Como él, muchos otros jóvenes pescadores han visto cómo en un lapso de 10 años los recursos del mar y los esteros se han ido agotando.Entre las camaroneras, la pesca industrial desmedida, la falta de un sistema de drenaje apropiado y una larga lista de violenta explotación y descuido, los recursos marinos están al borde de la destrucción.
“Ya no hay, ya no abunda, te lo digo yo que he estado aquí !ya no da!”. Me dice, enojado después de volver con un quintal de camarones de un viaje de tres días a uno de los esteros más alejados.
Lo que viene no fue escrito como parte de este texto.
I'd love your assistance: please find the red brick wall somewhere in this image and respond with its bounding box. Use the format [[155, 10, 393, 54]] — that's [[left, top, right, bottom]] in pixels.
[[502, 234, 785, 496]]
Una tarde me dijo que las camaroneras que contaminan los esteros en los que pescan, llegaron al puerto con todo y sus ofensivos salarios de esclavitud. Él trabajó en una de esas empresas. Le exprimieron el cuerpo y le escupieron unos cuantos quetzales. Duró ahí algún tiempo hasta que se hartó de acabar destrozado después de 10 horas de trabajo por un sueldo miserable que no lo sacaría nunca de esa vida sórdida. Simplemente, ya no pudo más.
La necesidad es rala, seca, carcome; no tiene filtros. Es dura y aplasta a quien la padece.
Y así, otros pescadores aplastados, como él, decidieron robarle a una de las camaroneras. Él tenía que vencer el miedo, y así fue: se organizaron, observaron como se observa el mar; midieron, planearon, esperaron con paciencia; cargaron sus atarrayas, caminaron con la sombra y, uno por uno, todos lanzaron sus atarrayas y sacaron todo el camarón que pudieron de los criaderos.
Lo hicieron por meses.
Familias enteras contentas, otra vez abundaban los recursos; otra vez tenían para vender y comer; para sembrar y pagar la tierra. Hasta que los cacharon.
El castigo fue tortura y cárcel. La seguridad privada se divertía poniéndoles, a unos, miel en la cara para después bañarlos con hormigas; los arrastraban con caballos. Los golpes fueron el menor de los castigos, querían que delataran a los que escaparon. Él no pudo escapar. Lo sumergieron en un tanque lleno de agua colgado de los pies. “Pero yo aguanto el aire, ¡cuántas veces no me he ahogado ya!” Me dice enojado, frunciendo el ceño, torciendo la boca y echando el humo del cigarro por la boca. Alza la vista: “¡Esos come mierda no saben nada!”.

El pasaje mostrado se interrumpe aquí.